This repository contains the official implementation of
FlashDepth: Real-time Streaming Video Depth Estimation at 2K Resolution (ICCV 2025 Highlight)
We recommend creating a conda environment then installing the required packages using our setup_env.sh script. Note that the mamba package should be installed from our local folder and the torch version should be 2.4 (as of early May 2025, Mamba2 does not work if compiling torch 2.5 and above).
conda create -n flashdepth python=3.11 --yes
conda activate flashdepth
bash setup_env.sh
We provide three checkpoints on huggingface. They correspond to FlashDepth (Full), FlashDepth-L, and FlashDepth-S, respectively, as referenced in the paper. Generally, FlashDepth-L is most accurate and FlashDepth (Full) is fastest, but we recommend using FlashDepth-L when the input resolution is low (e.g. short side less than 518).
Save the checkpoints to configs/flashdepth/iter_43002.pth, configs/flashdepth-l/iter_10001.pth, and configs/flashdepth-s/iter_14001.pth, respectively.
To run inference on a video:
torchrun train.py --config-path configs/flashdepth inference=true eval.random_input=<path to video> eval.outfolder=output
The output depth maps (as npy files) and mp4s will be saved to configs/flashdepth/output/. Change the configs path to use another model. We provide some examples:
torchrun train.py --config-path configs/flashdepth inference=true eval.random_input=examples/video1.mp4 eval.outfolder=output
torchrun train.py --config-path configs/flashdepth inference=true eval.random_input=examples/video2.mp4 eval.outfolder=output
**If you run into TypeError: Invalid NaN comparison errors, add eval.compile=false to the command.
As reported in the paper, training is split into two stages. We first train FlashDepth-L and FlashDepth-S at resolution 518x518. Then, we train FlashDepth (Full) at higher resolution.

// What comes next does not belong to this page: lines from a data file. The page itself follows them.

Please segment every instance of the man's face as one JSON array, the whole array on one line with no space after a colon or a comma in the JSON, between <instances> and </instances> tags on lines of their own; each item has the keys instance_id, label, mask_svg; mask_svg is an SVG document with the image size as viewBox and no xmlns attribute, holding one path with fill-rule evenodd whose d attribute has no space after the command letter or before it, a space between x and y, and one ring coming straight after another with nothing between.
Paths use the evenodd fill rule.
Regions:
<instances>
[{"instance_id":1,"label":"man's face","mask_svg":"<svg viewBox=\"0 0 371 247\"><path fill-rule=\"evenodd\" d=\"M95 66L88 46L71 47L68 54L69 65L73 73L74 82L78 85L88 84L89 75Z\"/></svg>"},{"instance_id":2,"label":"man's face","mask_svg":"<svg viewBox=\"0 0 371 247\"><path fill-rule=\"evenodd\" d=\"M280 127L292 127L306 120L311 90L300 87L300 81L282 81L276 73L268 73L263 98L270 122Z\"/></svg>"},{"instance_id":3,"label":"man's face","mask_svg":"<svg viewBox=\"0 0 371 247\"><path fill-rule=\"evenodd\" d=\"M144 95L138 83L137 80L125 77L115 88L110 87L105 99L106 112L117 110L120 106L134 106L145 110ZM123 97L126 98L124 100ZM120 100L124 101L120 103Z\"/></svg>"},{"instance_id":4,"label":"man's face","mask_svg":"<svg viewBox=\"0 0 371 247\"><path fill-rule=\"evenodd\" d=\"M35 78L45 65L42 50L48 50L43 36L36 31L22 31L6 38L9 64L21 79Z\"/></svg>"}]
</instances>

To train the first stage, download the Depth Anything V2 checkpoints and save them to checkpoints.
For data, see dataloaders/README.md to verify the data format. We generally used the default format downloaded from the official websites. Also check the dataloader python files to verify how the data is loaded, if needed.
# first stage
torchrun --nproc_per_node=8 train.py --config-path configs/flashdepth-l/ load=checkpoints/depth_anything_v2_vitl.pth dataset.data_root=<path to data>
torchrun --nproc_per_node=8 train.py --config-path configs/flashdepth-s/ load=checkpoints/depth_anything_v2_vits.pth dataset.data_root=<path to data>
# second stage
torchrun --nproc_per_node=8 train.py --config-path configs/flashdepth load=configs/flashdepth-s/<latest flashdepth-s checkpoint .pth> hybrid_configs.teacher_model_path=configs/flashdepth-l/<latest flashdepth-l checkpoint .pth> dataset.data_root=<path to data>
Check the config.yaml files in the configs folders for hyperparameters and logging.
By default, we print out the wall time and FPS during inference. You can also run
torchrun train.py --config-path configs/flashdepth inference=true eval.dummy_timing=true
to get the wall time over 100 frames (excluding warmup) with resolution 2044x1148. This is our console output on an A100 GPU:
INFO - shape: torch.Size([1, 105, 3, 1148, 2044])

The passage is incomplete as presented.